Google has developed a new text-to-speech (TTS) system called Tacotron 2 that the company claims is not only better than past systems of its type but is capable of generating speech that is almost indistinguishable from its human counterpart.
Like a lot of the company’s recent breakthroughs, Tacotron 2’s human-like speech capabilities were developed with the help of neural networks.
In contrast to past TTS systems, which the company says used complex linguistic and acoustic markers to help machines generate human speech from text, Google allowed Tacotron 2 to develop its own methodology. The company’s researchers say they trained Tacotron 2 using only speech examples and their corresponding text transcripts.

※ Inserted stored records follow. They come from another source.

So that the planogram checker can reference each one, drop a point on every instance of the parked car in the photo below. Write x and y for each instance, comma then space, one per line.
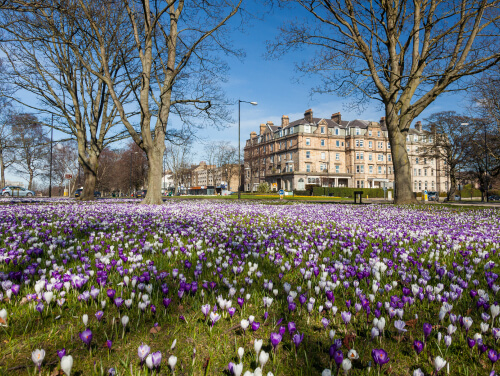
79, 191
141, 193
432, 196
16, 191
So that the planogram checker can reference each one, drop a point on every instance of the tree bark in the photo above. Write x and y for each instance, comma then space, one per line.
155, 161
402, 171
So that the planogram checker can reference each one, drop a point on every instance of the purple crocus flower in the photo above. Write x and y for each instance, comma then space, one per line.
156, 359
346, 317
297, 339
275, 339
61, 353
338, 357
380, 356
418, 346
86, 336
493, 356
143, 351
427, 330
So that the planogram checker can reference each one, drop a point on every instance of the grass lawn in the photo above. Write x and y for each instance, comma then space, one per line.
316, 281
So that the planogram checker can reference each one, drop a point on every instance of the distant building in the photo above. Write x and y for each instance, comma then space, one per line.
331, 152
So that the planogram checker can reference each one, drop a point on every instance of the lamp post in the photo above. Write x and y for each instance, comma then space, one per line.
130, 176
50, 170
239, 143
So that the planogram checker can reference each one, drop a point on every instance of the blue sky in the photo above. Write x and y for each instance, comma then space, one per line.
273, 84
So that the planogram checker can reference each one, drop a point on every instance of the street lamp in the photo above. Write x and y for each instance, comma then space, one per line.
239, 143
130, 176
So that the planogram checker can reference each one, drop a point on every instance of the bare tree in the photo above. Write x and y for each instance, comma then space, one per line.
42, 63
174, 45
450, 134
31, 147
402, 53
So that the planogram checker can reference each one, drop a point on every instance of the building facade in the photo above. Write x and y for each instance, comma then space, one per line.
332, 152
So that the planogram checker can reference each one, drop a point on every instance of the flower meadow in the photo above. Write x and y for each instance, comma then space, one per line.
226, 288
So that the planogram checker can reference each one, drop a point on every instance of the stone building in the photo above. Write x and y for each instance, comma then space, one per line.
332, 152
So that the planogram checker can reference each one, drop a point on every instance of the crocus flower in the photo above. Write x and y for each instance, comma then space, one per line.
67, 364
61, 353
380, 356
143, 351
439, 363
418, 346
275, 339
86, 336
37, 356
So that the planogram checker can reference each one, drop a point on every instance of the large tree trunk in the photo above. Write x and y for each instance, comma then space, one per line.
402, 170
155, 162
453, 187
90, 177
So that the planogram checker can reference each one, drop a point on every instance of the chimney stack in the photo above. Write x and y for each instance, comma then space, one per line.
418, 126
337, 117
382, 122
308, 116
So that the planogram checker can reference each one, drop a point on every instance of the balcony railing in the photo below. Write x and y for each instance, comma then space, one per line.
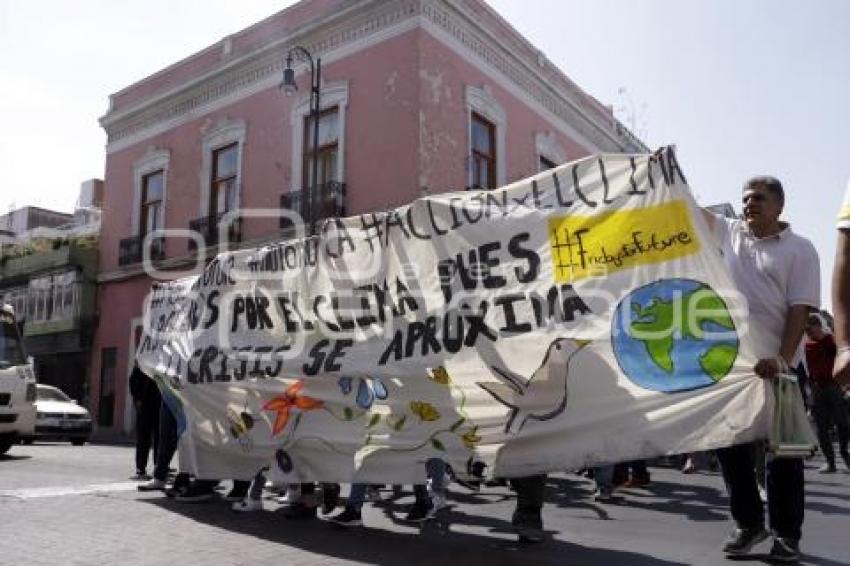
314, 205
130, 250
209, 227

Essentially, what makes Tacotron 2 stand out is that whereas past systems depended on tools developed by human researchers to help them translate text into speech, Google allowed its system to develop its own rules and methodologies.
According to Quartz‘s Dave Gershgorn, in practice the system works by first translating text into a spectrogram — that is, it creates a visual representation of the sounds the words make. The system then reads the spectrogram to generate the correct audio elements.
Google has uploaded audio examples to showcase Tacotron 2’s capabilities. In short, what’s on display is impressive.
The system is able to parse homonyms, as well as change its inflection to suite a sentence’s punctuation. It can even make sense of spelling mistakes.
The company even provides comparative examples to showcase just how good the system is at mimicking human speech. If you listen carefully, you can spot the difference between the human voice and the computer-generated voices by listening to the cadence of their speech. There’s a machine-like precision to Tacotron 2’s speech that’s missing from its human counterpart — but it’s an impressive mimic nonetheless.